As it is women face difficulties traveling to Charleston to get an abortion before 20 weeks due to the fact that West Virginia is a rural state without access to robust public transportation as per Quinonez. She said that further restrictions would require hundreds of people to travel out of the state for abortion care.
She said that abortion bans are, by default, racist and sexist , and are at the root of white supremacy. This includes the exploitation of Black women, and the control over women’s bodies, and their decisions.
Quinonez said that restrictions on abortion are particularly harmful to those who are already “marginalized” by our healthcare system. She highlighted the people of color, young people with low incomes, and those who live in rural areas.
“Our legislators should be working to increase healthcare access for marginalized folks, not take their healthcare away,” she said.
Quinonez claimed that she had two abortions in West Virginia, one while she was in high school and the second when she was 22.
During her first pregnancy she was dating an older man who was emotionally abusive. She wasn’t able to get her abortion until after 15 weeks. She explained that she needed to be employed part-time at pizzerias to pay for the procedure.
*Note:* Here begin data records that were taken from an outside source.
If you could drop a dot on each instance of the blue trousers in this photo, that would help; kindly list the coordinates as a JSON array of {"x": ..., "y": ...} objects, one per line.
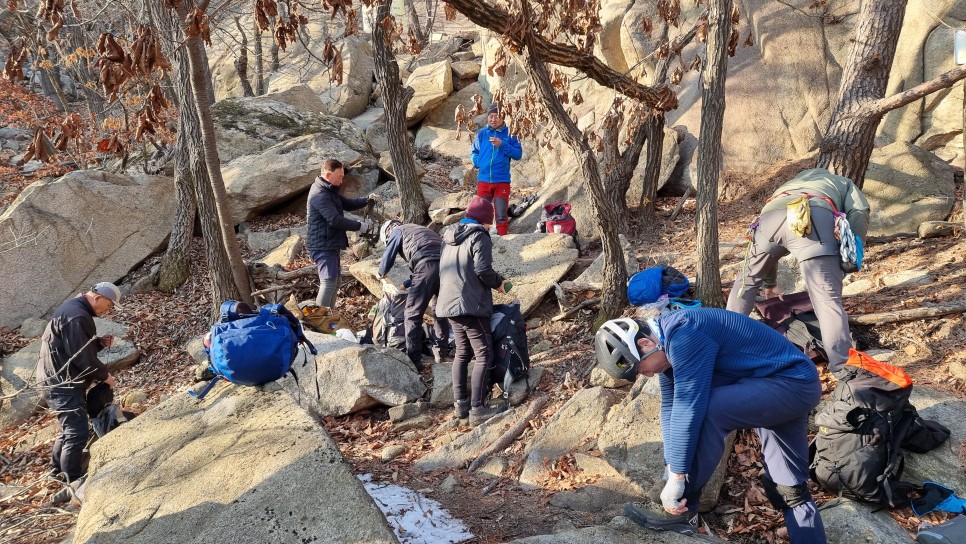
[{"x": 777, "y": 408}]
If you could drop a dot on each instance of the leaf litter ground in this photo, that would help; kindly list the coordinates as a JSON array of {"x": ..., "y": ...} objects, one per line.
[{"x": 496, "y": 510}]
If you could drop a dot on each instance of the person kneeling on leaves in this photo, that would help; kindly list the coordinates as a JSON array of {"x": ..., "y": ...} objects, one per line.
[
  {"x": 420, "y": 247},
  {"x": 466, "y": 278},
  {"x": 720, "y": 371}
]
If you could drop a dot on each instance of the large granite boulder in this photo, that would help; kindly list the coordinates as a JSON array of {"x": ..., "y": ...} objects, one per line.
[
  {"x": 63, "y": 235},
  {"x": 943, "y": 464},
  {"x": 438, "y": 129},
  {"x": 432, "y": 84},
  {"x": 259, "y": 181},
  {"x": 532, "y": 262},
  {"x": 242, "y": 465},
  {"x": 578, "y": 420},
  {"x": 246, "y": 126},
  {"x": 351, "y": 97},
  {"x": 346, "y": 377},
  {"x": 906, "y": 186}
]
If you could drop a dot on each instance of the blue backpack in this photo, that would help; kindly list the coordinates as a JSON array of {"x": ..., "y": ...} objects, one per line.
[{"x": 253, "y": 349}]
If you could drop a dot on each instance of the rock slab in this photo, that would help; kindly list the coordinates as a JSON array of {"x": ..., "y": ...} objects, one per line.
[{"x": 179, "y": 470}]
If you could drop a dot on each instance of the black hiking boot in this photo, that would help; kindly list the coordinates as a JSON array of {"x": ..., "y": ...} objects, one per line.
[
  {"x": 479, "y": 414},
  {"x": 462, "y": 409},
  {"x": 655, "y": 517}
]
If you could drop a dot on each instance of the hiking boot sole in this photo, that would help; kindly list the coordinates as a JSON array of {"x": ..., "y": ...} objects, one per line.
[{"x": 676, "y": 526}]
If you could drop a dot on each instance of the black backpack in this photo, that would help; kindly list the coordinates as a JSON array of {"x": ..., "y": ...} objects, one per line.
[
  {"x": 792, "y": 315},
  {"x": 511, "y": 358},
  {"x": 857, "y": 452},
  {"x": 388, "y": 327}
]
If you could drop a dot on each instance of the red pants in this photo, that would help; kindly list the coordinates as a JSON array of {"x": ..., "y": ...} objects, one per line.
[{"x": 499, "y": 195}]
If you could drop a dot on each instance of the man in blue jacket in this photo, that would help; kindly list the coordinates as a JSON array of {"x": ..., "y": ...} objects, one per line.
[
  {"x": 720, "y": 371},
  {"x": 493, "y": 148},
  {"x": 327, "y": 227}
]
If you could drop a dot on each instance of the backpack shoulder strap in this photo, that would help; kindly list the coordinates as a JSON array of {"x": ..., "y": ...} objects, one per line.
[{"x": 278, "y": 310}]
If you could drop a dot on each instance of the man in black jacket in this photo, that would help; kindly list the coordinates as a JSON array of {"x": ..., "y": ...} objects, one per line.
[
  {"x": 68, "y": 365},
  {"x": 327, "y": 228},
  {"x": 466, "y": 280},
  {"x": 420, "y": 247}
]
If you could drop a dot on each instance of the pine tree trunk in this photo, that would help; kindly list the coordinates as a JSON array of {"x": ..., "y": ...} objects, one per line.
[
  {"x": 396, "y": 98},
  {"x": 190, "y": 165},
  {"x": 241, "y": 63},
  {"x": 847, "y": 146},
  {"x": 259, "y": 62},
  {"x": 200, "y": 90},
  {"x": 606, "y": 205},
  {"x": 708, "y": 286}
]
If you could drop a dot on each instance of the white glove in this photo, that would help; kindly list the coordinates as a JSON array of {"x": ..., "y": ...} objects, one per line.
[
  {"x": 673, "y": 491},
  {"x": 389, "y": 288}
]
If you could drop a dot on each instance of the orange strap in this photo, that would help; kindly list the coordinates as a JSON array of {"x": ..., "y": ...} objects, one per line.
[{"x": 892, "y": 373}]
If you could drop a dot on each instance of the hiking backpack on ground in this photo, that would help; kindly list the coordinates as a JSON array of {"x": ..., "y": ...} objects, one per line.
[
  {"x": 857, "y": 452},
  {"x": 253, "y": 349},
  {"x": 556, "y": 218},
  {"x": 511, "y": 358},
  {"x": 792, "y": 315},
  {"x": 388, "y": 325}
]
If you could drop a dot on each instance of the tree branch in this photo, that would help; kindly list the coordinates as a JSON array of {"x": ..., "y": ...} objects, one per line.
[
  {"x": 880, "y": 107},
  {"x": 496, "y": 19}
]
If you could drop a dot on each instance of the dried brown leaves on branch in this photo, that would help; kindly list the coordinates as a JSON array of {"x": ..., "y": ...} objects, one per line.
[
  {"x": 40, "y": 148},
  {"x": 263, "y": 10},
  {"x": 52, "y": 11},
  {"x": 13, "y": 68},
  {"x": 333, "y": 57},
  {"x": 196, "y": 24}
]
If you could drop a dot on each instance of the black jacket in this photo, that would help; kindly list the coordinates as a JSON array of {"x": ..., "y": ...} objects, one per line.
[
  {"x": 415, "y": 243},
  {"x": 70, "y": 328},
  {"x": 327, "y": 226},
  {"x": 466, "y": 273}
]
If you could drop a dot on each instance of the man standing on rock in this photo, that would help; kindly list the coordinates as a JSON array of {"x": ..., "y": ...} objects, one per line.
[
  {"x": 327, "y": 227},
  {"x": 493, "y": 148},
  {"x": 420, "y": 247},
  {"x": 67, "y": 367},
  {"x": 720, "y": 371},
  {"x": 815, "y": 246}
]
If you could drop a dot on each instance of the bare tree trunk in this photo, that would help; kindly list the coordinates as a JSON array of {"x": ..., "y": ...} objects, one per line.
[
  {"x": 607, "y": 212},
  {"x": 708, "y": 286},
  {"x": 241, "y": 63},
  {"x": 200, "y": 89},
  {"x": 396, "y": 98},
  {"x": 850, "y": 138},
  {"x": 259, "y": 62},
  {"x": 414, "y": 21}
]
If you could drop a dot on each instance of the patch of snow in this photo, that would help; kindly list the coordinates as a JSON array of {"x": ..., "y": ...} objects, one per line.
[{"x": 415, "y": 518}]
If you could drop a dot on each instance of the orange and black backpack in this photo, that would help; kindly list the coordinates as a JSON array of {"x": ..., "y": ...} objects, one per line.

“That’s why the 15-week ban is so difficult. I can remember as a young person how terrifying it would have been to be told, “Well, you have to go somewhere else to get the help you require. ” “I was aware that I didn’t want to be a parent.”
The West Virginia abortion bill has passed the House health committee and will go to the judiciary committee. If it is approved by the judiciary, it will be sent to the full House.
Kristin Ford, vice-president of communications research and communications at NARAL Pro-Choice America, said that if Roe v. Wade is thrown out at the very least, 26 states will likely have restrictions on abortions put into immediate effect or will pass new ones.